CR: complete response; DLBCL: diffuse large B-cell lymphoma; ECOG: Eastern Cooperative Oncology Group; FL3B: follicular lymphoma grade 3B; HGBCL: high-grade B-cell lymphoma; HSCT: hematopoietic stem cell transplantation; ICC: initial comparator cohort; LDH: lactate dehydrogenase; LOT: line of therapy; LTAC: liso-cel–treated analysis cohort; NOS: not otherwise specified; NR: not reached; PD: progressive disease; PMBCL: primary mediastinal large B-cell lymphoma; PR: partial response; QCC: qualified comparator cohort; sACC: stratified analytic comparator cohort; SD: stable disease; tFL: transformed follicular lymphoma; tiNHL: DLBCL transformed from indolent non-Hodgkin lymphoma other than follicular lymphoma.
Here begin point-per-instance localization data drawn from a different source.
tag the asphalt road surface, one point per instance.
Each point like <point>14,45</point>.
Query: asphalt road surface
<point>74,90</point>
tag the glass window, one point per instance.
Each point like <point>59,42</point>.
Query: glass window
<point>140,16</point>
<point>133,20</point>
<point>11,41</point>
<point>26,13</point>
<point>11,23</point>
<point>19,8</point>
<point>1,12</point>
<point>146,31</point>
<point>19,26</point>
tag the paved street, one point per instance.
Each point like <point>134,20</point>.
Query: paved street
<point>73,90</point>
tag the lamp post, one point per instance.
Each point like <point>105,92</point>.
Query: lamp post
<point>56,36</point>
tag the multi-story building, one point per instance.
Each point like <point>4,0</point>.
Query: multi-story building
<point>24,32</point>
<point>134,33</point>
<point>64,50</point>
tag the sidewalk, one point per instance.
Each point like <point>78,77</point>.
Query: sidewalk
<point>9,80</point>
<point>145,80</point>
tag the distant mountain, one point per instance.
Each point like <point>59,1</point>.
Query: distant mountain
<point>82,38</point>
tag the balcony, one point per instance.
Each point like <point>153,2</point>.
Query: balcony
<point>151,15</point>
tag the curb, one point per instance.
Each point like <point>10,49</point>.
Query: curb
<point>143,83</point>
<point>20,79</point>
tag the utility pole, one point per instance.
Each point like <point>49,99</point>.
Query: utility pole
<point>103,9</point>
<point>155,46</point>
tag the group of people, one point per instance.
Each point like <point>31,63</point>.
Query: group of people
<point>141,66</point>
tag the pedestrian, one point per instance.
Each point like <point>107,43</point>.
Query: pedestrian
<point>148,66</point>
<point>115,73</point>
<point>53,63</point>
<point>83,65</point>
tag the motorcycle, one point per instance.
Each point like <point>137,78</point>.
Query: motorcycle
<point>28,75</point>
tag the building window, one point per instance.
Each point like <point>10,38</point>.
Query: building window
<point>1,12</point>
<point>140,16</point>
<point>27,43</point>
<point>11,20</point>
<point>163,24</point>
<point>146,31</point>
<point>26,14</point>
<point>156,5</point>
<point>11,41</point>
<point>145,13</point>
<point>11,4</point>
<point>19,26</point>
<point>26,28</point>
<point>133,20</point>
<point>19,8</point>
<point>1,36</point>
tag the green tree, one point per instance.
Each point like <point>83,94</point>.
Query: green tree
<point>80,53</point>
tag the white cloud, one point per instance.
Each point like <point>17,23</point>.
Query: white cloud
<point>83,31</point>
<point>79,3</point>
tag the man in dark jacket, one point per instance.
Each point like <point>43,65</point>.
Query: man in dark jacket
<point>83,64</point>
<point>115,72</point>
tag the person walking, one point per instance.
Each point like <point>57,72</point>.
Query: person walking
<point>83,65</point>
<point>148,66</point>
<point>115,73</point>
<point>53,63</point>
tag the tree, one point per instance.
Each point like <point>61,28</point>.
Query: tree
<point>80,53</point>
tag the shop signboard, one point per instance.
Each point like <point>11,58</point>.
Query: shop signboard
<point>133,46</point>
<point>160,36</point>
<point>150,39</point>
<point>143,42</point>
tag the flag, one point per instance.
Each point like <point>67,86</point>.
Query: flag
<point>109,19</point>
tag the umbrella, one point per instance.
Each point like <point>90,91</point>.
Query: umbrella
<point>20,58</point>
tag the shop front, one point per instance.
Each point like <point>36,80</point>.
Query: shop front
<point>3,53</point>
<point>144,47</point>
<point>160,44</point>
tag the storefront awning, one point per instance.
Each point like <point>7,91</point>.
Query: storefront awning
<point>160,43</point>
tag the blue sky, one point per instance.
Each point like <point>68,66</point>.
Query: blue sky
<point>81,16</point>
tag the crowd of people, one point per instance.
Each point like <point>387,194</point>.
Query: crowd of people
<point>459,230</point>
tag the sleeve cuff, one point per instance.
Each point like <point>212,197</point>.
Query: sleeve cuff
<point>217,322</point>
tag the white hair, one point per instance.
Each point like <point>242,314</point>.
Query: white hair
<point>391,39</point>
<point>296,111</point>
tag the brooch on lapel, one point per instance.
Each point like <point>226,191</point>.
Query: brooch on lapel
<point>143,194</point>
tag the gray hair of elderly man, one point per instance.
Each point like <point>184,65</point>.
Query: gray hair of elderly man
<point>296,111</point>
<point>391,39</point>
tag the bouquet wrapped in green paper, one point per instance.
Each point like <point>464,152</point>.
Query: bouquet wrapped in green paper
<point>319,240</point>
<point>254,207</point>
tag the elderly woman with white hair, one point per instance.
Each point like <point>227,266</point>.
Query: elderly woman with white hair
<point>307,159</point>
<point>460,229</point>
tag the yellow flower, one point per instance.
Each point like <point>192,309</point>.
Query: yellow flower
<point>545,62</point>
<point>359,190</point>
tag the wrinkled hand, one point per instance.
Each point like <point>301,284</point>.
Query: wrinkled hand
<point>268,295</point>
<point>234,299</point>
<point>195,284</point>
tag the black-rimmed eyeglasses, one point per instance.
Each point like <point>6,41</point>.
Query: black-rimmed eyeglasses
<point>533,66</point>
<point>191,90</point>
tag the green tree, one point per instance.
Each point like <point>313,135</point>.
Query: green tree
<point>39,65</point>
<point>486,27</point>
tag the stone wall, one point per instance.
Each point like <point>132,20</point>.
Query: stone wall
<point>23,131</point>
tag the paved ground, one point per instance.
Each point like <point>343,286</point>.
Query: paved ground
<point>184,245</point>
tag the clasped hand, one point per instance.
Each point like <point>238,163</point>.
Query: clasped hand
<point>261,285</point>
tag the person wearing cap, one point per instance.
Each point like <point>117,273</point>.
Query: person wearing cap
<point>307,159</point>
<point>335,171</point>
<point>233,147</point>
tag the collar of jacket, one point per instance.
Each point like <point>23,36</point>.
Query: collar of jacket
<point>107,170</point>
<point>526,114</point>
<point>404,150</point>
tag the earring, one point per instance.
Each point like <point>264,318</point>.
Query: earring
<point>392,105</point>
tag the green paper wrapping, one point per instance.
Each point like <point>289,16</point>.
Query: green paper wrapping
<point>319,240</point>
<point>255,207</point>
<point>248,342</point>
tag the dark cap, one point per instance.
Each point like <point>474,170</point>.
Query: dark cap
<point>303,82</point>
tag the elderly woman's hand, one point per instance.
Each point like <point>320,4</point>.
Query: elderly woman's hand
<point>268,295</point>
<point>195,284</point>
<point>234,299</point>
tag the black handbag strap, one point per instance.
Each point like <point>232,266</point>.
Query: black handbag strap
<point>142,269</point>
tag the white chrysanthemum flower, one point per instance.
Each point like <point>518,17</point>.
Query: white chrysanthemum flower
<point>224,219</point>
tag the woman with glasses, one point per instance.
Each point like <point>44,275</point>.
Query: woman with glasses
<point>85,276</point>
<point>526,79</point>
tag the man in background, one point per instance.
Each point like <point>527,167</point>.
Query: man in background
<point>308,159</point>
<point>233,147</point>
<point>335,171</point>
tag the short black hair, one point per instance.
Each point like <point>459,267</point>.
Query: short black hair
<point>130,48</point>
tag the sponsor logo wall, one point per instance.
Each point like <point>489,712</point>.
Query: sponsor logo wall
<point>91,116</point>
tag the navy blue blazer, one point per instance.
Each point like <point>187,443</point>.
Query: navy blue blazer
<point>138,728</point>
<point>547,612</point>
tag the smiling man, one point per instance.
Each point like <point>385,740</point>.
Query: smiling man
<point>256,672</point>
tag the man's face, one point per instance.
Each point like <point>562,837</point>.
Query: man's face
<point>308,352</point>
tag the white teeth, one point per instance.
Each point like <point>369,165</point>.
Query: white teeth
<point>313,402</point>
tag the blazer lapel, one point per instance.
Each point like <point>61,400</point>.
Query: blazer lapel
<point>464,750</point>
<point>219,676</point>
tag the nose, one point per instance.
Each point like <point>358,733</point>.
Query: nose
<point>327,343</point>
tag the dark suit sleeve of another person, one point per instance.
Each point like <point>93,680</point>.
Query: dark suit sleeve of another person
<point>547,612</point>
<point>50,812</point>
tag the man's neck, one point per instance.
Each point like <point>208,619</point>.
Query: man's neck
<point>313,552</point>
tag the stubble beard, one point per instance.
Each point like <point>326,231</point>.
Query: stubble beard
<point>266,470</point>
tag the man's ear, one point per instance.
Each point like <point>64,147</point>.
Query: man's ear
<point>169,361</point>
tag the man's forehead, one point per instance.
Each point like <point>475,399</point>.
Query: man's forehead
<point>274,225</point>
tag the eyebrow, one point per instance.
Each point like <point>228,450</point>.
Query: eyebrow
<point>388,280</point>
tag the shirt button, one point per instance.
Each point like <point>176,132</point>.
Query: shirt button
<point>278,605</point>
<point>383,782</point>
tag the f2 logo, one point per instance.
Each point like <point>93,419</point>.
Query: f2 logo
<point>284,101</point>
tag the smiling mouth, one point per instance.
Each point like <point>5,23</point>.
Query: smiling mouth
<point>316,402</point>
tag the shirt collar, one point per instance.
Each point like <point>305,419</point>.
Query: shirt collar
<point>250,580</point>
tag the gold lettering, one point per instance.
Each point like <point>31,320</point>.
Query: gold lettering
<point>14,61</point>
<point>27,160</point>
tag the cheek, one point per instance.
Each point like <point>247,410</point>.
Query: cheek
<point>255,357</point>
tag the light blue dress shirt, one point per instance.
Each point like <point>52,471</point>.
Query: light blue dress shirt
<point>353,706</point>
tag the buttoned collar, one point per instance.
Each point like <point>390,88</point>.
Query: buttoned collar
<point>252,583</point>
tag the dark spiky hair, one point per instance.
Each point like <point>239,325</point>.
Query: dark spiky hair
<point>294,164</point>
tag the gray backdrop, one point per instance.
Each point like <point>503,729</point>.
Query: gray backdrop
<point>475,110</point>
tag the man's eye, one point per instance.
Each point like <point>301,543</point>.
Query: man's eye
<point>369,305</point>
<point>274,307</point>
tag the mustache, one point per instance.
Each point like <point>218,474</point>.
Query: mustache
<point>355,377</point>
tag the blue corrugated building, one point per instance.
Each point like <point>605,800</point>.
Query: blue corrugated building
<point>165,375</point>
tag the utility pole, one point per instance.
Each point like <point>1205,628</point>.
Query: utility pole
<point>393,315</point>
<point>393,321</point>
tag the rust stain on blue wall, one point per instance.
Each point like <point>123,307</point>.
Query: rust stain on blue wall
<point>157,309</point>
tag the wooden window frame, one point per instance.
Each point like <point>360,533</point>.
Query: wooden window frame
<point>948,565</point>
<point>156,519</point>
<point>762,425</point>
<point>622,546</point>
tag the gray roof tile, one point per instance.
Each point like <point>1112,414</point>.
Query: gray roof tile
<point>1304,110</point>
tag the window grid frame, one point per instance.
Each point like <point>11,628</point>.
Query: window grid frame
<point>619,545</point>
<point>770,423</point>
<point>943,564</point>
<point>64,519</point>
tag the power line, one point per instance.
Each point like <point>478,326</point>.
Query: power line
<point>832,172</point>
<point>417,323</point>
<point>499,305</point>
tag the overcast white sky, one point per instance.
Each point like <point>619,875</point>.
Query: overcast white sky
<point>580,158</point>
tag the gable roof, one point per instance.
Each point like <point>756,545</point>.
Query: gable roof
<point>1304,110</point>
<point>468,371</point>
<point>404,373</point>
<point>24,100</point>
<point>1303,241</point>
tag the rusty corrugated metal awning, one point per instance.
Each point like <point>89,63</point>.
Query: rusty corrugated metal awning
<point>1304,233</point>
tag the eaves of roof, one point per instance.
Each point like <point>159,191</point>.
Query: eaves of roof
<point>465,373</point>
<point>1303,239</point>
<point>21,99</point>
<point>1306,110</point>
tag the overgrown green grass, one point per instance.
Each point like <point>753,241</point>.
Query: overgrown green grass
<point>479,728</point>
^aECOG performance status values for the LTAC based on status before infusion. TRANSCEND NHL 001 excluded patients who had an ECOG performance status ≥3 at screening.

^bBulky disease was defined as the presence of individual masses ≥10 cm in diameter.

^cThe status was relapsed if a patient achieved a CR after the starting date of last prior treatment and had clinical outcome records with SD/PD/NR after CR but before or on the index date; otherwise, the status was refractory.

^dIncludes allogeneic and autologous HSCT or with unknown type.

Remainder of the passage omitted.